Только парень и не думает о побеге, его топит в безудержной ненависти к противнику. «Чанёль, Чанёль, Чанёль – выстукивает сердце, словно внутри него удядёп. – Я отомщу». Кёнсу сквозь зубы приказывает Ша оставаться на месте, а сам достает припрятанный в правом нантаме нож. Ему известно, что шатуны опасны и агрессивны, да и в летнее время с медведями человеку в одиночку не тягаться, но им управляет гнев, вина, долг, и они выжигают без следа здравые мысли и чувство самосохранения. Бурый, словно понимая намерения Кёнсу, встает на задние лапы, выставляя передние вперед, поднимает морду вверх, и лес оглушает его жуткий рев. Кёнсу не ждет большей удачи, он действует резко, одним броском оказываясь на другом берегу ручья и нацеливая острие ножа на открытую грудину животного. Тот пытается замахнуться, но Кёнсу юрко проскакивает под когтистой лапой – и там не когти, на самом деле, а пять таких ножей, как у него.

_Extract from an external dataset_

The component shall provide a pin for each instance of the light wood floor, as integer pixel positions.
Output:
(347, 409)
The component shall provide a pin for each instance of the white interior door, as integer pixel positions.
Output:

Но чего Кёнсу не ожидал, так того, что Ша ослушается его приказа и тоже бросится на медведя. Пес вцепляется зубами в заднюю ногу, рычит, и мапа отвлекается на него, бьет лапой, отшвыривая в сторону, но при этом другой мажет со всей силой по руке Кёнсу. Той руке, в которой нож.
Кёнсу с самого начала знал, что бой с бурым неравный, и смерть – это лишь вопрос времени, но не мог не попытаться. Медведь теряет равновесие и наваливается на охотника, когтями-лезвиями впиваясь в плечи и раздирая в клочья одежду на груди. Кёнсу чувствует, как падает куда-то вниз, в бездну. От боли, пронзающей тело, глаза застилает кровавая пелена. Он не сразу понимает, что это его кровь. Последнее, что помнит Кёнсу – скулеж Ша и задушенный, не громкий, в отличии от первого, вой медведя. А после наваливается тьма.
А внутри всё ещё бьётся, словно кто-то невидимый выстукивает по сухому стволу удядёпа.